Church planters across Chicagoland experienced similar upheaval, said IBSA Church Planting Catalyst John Yi. “Overwhelmingly now, most church plants are meeting in non-traditional spaces like theaters and schools,” he said. When those spaces shut down, churches couldn’t meet there either. Even now, with many restrictions still in place, finding meeting space is a challenge.
Yi said most planters also lost at least one partnering church because of the financial fallout of COVID-19. Mission teams that would have come to Chicago in the summer couldn’t travel to the city. Momentum, an important part of church planting, was hard to come by in 2020.
Thankfully though, Yi said, there has been very little attrition among Chicagoland church planters endorsed by IBSA or the North American Mission Board (NAMB). There could be some delays for planters in the pipeline toward starting their church, Yi said, but there actually may be more potential planters interested in starting a church than before the pandemic.
“I’m definitely encouraged by that.”
Because of God’s mercy
Throughout the pandemic, Illinois churches and church plants have worked to meet increased physical need. They have participated in massive food distributions, often aided by Illinois Baptist Disaster Relief and partnerships with other aid organizations. At the other end of the state from Rodriguez’s church, IBSA Church Planting Catalyst Ken Wilson helps church plants provide food for their church members and people in the community.
“There are people hungry right now who have never been hungry before,” he said. It’s a discouraging trend that other leaders have also noted: people previously able to provide for themselves and their families have suddenly found themselves unable to do so. Wilson has worked with church planters in Tamms, Cairo, and Metropolis to get food to people in need. That outreach has opened doors to share the gospel.
The COVID-19 pandemic “amped up” the need for Christ in Rogers Park, Rodriguez said, and exacerbated some ongoing urban struggles. There has been an increased sense of desperation and anxiety, he said. Their neighbors are looking for tangible hope.
It wasn’t just COVID that exacerbated need in 2020, Rodriguez said. In response to racial unrest across the country, the church worked with like-minded churches to put together a peaceful prayer march attended by more than 2,000 people in June. Rogers Park was also rocked by gun violence in 2020. Even now, when there are shootings in the community, Grace Family members go to those locations to pray.
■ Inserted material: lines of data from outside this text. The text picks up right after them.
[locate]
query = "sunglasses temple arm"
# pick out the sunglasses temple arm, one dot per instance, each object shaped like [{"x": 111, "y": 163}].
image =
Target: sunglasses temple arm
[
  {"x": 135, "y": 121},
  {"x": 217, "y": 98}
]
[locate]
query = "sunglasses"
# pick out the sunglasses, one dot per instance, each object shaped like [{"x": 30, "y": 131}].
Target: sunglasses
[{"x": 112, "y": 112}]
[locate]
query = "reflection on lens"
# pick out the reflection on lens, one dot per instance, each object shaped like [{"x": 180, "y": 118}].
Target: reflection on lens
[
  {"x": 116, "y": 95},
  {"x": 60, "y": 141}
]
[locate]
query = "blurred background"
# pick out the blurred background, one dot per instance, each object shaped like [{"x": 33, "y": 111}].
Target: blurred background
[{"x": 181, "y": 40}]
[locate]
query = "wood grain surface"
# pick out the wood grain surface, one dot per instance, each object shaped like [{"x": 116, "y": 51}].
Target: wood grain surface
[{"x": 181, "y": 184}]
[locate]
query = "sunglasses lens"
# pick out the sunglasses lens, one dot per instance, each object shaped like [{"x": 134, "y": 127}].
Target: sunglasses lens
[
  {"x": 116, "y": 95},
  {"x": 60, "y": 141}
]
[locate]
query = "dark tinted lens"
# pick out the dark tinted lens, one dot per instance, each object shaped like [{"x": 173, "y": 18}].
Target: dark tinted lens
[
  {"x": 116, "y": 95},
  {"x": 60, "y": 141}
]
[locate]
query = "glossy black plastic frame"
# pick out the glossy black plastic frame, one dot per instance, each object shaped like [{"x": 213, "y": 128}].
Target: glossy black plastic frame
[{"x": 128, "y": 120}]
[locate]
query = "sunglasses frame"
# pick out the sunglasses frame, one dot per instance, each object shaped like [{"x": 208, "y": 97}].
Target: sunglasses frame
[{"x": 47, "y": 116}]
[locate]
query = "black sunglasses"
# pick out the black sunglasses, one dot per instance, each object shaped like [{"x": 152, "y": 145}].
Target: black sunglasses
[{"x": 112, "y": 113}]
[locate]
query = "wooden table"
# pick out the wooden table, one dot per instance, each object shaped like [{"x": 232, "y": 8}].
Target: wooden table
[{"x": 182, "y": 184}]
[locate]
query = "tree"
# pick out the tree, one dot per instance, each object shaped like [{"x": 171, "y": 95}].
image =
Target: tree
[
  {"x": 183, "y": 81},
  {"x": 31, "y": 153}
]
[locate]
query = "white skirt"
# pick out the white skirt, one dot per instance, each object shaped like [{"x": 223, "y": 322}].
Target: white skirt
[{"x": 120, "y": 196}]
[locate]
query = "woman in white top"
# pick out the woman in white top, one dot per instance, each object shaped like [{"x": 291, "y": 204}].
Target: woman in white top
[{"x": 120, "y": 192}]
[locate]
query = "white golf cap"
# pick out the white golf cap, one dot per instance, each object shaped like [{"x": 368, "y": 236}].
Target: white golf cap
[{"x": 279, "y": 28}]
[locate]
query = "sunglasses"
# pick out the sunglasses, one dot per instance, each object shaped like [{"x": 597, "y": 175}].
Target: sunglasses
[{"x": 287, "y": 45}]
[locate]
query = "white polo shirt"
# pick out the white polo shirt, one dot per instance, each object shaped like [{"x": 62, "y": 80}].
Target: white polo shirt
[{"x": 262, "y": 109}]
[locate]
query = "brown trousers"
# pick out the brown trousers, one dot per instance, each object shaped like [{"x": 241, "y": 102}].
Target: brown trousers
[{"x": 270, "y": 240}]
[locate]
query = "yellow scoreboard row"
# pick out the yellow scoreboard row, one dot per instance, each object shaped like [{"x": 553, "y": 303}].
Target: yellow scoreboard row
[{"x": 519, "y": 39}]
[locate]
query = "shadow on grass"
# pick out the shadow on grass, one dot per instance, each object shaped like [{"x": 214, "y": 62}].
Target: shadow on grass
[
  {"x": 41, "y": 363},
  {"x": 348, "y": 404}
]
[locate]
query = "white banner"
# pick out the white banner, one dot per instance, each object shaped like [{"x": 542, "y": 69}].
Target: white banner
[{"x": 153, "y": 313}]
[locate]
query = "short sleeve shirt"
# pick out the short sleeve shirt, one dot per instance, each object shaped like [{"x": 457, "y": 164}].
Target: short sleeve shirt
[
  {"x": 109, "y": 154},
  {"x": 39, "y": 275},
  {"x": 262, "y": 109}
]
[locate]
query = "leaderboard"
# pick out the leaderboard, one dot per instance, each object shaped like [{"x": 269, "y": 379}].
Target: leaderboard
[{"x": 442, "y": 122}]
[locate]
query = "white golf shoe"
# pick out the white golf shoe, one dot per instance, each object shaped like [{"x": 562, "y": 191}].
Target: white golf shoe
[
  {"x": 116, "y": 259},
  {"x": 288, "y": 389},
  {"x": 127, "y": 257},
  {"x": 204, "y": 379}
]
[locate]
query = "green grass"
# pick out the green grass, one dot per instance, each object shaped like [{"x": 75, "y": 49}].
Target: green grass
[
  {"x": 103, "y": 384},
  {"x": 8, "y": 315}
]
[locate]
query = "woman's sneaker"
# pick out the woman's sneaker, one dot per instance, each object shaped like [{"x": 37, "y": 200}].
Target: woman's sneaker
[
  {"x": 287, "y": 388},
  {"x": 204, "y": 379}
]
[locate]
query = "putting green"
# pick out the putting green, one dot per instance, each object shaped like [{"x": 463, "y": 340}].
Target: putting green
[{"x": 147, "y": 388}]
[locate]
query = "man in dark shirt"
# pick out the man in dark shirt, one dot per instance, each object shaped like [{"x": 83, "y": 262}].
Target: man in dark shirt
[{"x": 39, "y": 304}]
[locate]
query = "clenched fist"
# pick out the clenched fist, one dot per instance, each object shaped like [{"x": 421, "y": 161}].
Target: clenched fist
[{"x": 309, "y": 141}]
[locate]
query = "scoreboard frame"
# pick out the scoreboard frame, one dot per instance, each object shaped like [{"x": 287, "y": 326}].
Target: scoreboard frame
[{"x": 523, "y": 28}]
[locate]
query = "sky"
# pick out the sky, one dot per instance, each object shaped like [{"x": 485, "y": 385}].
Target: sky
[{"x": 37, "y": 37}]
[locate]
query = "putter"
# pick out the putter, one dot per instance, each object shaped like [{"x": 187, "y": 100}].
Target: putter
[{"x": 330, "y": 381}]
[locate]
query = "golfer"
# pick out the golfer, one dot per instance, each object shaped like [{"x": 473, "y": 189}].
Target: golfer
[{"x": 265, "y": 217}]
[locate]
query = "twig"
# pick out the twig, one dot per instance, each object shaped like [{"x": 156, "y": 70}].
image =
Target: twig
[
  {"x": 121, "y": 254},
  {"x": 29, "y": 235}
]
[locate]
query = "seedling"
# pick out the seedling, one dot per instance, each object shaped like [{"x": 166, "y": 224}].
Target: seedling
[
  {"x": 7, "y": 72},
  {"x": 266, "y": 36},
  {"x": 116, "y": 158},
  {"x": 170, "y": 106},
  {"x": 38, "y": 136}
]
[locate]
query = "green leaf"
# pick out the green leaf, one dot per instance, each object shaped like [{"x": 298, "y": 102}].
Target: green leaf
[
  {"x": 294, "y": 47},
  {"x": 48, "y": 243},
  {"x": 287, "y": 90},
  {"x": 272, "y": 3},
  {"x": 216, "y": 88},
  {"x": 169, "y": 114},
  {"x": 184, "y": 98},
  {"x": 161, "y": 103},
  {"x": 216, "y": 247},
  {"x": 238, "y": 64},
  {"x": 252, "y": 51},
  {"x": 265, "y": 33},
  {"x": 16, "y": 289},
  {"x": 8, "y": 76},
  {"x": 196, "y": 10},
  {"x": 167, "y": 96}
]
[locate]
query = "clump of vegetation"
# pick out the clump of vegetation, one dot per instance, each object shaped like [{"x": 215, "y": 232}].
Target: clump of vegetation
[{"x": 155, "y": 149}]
The church has built on an existing partnership with the Chicago Police Department. They worked with CPD and other community organizations for a toy drive in 2019. In 2020, CPD identified 20 families and the church provided them with Christmas care boxes of food, toiletries, personal protective equipment (PPE), a copy of the Gospel of John, and information about the church. The church also gave Christmas care boxes to 45 school families they had been serving and building relationships with for two years.
“As we step into people’s lives in this manner,” Rodriguez said, “we are not only reflecting Christ’s message and love to our neighbors, but bringing glory to God by imitating him and giving expression of the mercy he’s given us.
“God’s stubborn grace and mercy has providentially planted Grace Family Church at this unprecedented time in a community with these present needs. It will also be his grace which will grow us and propel us into mission, as Christ continues to call our lost brothers and sisters back home.”
Photo at top: Church planter Jorge Rodriguez (left) and Grace Family Church spent a couple of years building relationships in Rogers Park before the COVID-19 pandemic. Now, they’re relaunching ministry with efforts like the clean-up day pictured above, and learning to view a challenging year as an opportunity to grow in Christ-likeness and community engagement.